Il a insisté sur la nécessité de la tolérance comme un impératif au centre de l'agenda mondial. Le symposium de deux jours est organisé conjointement par le Parlement turc et l'Union européenne.
Ihsanoglu a souligné que des prophéties auto-réalisatrices comme « le choc des civilisations» ont alimenté les divisions, les idées fausses et les méfiances entre l'Occident et le monde musulman.
À son avis, le principal problème émane d'un manque de connaissance de «l'autre», et de la propagande négative menée sans connaitre l'autre partie ou la connaissant dans le mauvais sens.
Dans ce contexte, il a souligné l'islamophobie comme une forme contemporaine de racisme. «L’islamophobie mène à des crimes de haine», a déclaré Ihsanoglu, "et comme tel, elle crée la peur, le sentiment de stigmatisation, la marginalisation, l'aliénation et le rejet.
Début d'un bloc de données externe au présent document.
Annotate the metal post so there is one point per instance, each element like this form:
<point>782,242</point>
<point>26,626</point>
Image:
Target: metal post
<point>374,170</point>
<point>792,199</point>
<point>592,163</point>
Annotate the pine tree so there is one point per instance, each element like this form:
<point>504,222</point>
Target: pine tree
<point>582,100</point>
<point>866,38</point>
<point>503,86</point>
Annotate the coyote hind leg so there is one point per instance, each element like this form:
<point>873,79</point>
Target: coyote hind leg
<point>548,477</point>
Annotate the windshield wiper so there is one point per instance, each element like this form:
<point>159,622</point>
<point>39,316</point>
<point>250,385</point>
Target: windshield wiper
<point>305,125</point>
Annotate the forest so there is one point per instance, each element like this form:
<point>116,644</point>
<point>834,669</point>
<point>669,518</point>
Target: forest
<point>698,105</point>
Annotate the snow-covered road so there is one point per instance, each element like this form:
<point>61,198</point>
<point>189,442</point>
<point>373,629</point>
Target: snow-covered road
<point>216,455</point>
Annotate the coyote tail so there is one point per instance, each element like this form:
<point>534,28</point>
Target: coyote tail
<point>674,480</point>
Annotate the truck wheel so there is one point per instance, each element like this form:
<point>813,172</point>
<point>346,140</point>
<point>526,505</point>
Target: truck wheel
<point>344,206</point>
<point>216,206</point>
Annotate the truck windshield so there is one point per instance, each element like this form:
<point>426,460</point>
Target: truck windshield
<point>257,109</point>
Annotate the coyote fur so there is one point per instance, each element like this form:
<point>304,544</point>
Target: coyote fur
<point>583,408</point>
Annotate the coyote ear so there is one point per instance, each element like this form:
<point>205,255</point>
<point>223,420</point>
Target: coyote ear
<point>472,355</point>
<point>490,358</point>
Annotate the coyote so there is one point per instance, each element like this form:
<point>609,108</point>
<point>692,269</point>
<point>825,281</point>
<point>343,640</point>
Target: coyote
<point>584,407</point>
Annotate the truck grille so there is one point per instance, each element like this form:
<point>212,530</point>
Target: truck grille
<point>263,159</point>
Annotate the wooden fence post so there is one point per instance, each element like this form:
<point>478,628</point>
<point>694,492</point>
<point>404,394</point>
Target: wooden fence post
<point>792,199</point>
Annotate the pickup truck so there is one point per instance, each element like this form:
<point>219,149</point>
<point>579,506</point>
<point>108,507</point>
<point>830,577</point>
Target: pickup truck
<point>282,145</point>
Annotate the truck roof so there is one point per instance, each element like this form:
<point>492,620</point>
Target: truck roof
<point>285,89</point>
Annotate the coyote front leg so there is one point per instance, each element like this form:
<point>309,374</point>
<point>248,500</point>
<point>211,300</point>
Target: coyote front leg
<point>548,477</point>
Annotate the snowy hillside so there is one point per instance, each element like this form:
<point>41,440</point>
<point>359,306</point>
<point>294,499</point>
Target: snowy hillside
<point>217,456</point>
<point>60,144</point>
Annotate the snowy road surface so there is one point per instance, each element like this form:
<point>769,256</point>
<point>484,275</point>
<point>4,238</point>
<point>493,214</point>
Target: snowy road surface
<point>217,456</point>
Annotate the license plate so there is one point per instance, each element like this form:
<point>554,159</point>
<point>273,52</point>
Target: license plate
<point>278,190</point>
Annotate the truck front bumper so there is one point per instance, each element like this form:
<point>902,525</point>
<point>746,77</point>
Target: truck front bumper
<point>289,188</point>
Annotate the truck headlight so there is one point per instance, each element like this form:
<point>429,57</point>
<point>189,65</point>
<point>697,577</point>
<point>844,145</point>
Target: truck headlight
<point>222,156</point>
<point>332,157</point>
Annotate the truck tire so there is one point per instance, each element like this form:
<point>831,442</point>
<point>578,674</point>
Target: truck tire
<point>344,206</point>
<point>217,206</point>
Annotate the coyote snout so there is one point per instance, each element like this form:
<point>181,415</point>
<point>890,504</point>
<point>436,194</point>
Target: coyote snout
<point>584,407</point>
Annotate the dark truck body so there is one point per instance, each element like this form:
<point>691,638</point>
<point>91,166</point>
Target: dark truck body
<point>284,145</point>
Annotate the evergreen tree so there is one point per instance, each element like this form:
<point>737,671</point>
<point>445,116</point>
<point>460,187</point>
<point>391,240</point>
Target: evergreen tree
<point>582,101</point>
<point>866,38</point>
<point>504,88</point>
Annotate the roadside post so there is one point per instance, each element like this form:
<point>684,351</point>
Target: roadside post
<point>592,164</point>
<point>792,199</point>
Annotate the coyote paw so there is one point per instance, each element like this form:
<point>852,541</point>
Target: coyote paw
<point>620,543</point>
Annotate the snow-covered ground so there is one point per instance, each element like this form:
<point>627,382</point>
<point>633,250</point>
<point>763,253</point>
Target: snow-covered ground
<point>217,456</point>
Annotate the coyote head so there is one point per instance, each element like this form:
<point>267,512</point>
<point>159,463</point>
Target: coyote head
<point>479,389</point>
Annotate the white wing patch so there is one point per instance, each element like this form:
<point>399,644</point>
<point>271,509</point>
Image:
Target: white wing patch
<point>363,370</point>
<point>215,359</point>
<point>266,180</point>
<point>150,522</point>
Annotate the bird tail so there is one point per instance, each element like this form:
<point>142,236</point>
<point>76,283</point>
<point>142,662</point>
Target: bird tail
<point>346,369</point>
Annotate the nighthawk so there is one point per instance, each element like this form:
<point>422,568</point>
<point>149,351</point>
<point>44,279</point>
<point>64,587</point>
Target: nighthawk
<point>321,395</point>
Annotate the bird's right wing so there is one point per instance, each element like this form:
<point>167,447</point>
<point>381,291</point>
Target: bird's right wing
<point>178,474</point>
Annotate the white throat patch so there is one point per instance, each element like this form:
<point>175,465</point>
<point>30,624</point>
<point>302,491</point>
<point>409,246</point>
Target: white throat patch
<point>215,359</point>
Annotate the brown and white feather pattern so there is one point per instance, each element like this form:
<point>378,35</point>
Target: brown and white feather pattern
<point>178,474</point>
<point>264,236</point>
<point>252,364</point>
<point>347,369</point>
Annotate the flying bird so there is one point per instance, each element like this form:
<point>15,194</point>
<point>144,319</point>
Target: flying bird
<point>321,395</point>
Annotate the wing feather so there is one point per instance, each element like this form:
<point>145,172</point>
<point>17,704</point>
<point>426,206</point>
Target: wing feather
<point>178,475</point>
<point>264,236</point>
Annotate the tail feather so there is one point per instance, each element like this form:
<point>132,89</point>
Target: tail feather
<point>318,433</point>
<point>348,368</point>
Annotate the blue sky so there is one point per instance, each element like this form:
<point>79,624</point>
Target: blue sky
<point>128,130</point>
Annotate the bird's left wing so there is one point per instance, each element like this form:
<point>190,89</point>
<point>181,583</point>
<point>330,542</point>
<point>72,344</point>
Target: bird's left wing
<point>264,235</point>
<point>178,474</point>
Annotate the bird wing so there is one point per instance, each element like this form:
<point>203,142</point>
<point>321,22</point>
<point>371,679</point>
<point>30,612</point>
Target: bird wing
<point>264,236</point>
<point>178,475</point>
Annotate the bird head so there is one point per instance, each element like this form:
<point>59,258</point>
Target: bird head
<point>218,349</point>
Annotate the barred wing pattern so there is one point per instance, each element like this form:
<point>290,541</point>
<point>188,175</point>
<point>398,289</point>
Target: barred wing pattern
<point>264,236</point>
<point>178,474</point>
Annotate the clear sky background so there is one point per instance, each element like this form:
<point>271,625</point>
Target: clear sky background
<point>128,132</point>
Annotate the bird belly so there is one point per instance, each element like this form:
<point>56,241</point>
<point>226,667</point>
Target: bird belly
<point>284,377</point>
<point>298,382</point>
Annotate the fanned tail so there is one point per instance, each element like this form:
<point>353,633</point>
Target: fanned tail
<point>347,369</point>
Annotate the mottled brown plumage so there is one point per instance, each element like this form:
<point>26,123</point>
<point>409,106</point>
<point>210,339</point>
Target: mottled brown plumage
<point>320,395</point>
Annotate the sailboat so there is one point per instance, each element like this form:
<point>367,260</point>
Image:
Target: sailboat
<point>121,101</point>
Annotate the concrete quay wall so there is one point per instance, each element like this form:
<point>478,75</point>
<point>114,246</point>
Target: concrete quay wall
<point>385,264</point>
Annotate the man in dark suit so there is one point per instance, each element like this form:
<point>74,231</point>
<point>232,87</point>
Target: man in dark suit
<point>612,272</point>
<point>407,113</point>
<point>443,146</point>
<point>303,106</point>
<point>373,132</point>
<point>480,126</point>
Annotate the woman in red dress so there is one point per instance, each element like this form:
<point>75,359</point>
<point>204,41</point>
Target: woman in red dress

La conséquence est une angoisse aggravée et la montée de la violence. L'islamophobie est aussi une atteinte à l'identité des personnes et à leur dignité humaine."
Le Secrétaire général a énuméré quelques-unes des mesures qui devraient être prises pour remédier à cette situation. Il s’agit avant tout pour les pays occidentaux de reconnaître le problème et d'adopter une approche multidimensionnelle.
Il a également recommandé la prise en compte de l'importance du front intellectuel et l'élaboration de stratégies convenables pour aborder la question dans les domaines des systèmes de valeurs et de perceptions. Par ailleurs, l'Occident doit définir clairement les crimes haineux et s'atteler à résoudre le déficit d'information et à promulguer et appliquer efficacement une législation adéquate. En conjonction avec la législation nationale, ils devraient aussi mettre en œuvre les engagements internationaux et les normes convenues.